[571] Westminster, Washington. What legislative body assembles at Westminster Palace, London? What at Washington?
[572] Sir Robert Peel. An English statesman who died in 1850, not long after Representative Men was published.
[573] Webster. Daniel Webster, an American statesman and orator who was living when this essay was written.
[574] Locke. John Locke. (See note [18].)
[575] Rousseau. Jean Jacques Rousseau, a French philosopher of the eighteenth century.
[576] Homer. (See note [550].)
[577] Menn. Menn, or Mann, was in Sanscrit one of fourteen legendary beings; the one referred to by Emerson, Mann Vaivasvata was supposed to be the author of the laws of Mann, a collection made about the second century.
[578] Saadi or Sadi. (See note [552].)
[579] Milton.

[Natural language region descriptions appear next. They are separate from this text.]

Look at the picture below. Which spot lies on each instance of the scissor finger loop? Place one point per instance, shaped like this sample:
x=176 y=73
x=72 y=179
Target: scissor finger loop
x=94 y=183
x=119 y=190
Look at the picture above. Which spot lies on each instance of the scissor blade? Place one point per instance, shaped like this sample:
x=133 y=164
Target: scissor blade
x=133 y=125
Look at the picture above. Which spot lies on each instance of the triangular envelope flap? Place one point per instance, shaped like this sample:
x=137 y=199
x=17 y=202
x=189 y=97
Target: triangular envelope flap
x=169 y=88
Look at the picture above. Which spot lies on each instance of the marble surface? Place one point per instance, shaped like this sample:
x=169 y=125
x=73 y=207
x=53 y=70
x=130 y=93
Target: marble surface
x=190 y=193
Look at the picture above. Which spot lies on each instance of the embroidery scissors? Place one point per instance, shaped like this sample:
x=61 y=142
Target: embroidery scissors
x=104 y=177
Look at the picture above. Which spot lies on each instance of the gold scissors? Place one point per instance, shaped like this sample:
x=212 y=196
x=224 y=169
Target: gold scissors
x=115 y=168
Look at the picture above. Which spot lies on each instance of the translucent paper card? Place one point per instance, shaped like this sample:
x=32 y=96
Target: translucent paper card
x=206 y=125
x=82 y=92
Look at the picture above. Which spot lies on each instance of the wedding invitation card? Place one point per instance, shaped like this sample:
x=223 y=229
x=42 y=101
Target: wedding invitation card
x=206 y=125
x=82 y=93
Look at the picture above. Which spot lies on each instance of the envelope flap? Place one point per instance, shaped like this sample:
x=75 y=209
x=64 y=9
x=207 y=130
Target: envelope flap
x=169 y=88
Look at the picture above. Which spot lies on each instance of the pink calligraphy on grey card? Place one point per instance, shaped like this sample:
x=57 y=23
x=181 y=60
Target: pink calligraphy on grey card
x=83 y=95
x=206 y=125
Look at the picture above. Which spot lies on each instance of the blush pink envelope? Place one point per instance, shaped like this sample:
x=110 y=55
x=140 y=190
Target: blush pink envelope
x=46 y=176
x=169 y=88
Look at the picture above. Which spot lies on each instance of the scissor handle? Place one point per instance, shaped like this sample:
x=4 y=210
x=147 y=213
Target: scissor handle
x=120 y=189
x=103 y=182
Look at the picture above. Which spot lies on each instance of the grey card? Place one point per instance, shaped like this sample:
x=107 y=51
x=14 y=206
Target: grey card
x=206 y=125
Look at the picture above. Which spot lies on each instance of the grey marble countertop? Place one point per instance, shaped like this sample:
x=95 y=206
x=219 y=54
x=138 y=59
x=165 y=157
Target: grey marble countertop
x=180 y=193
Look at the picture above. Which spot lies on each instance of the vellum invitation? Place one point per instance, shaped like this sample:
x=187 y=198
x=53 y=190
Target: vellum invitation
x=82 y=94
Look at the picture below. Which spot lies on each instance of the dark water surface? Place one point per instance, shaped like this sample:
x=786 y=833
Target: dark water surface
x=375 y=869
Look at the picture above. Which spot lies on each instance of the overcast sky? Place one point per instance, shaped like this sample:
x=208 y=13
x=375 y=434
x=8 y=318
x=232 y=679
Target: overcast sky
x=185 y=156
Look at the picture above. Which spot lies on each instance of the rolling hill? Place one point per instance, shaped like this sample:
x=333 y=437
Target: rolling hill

Of this great English poet and prose writer of the seventeenth century, Emerson says: "No man can be named whose mind still acts on the cultivated intellect of England and America with an energy comparable to that of Milton. As a poet Shakespeare undoubtedly transcends and far surpasses him in his popularity with foreign nations: but Shakespeare is a voice merely: who and what he was that sang, that sings, we know not."
[580] Delphi. Here, source of prophecy. Delphi was a city in Greece, where was the oracle of Apollo, the most famous of the oracles of antiquity.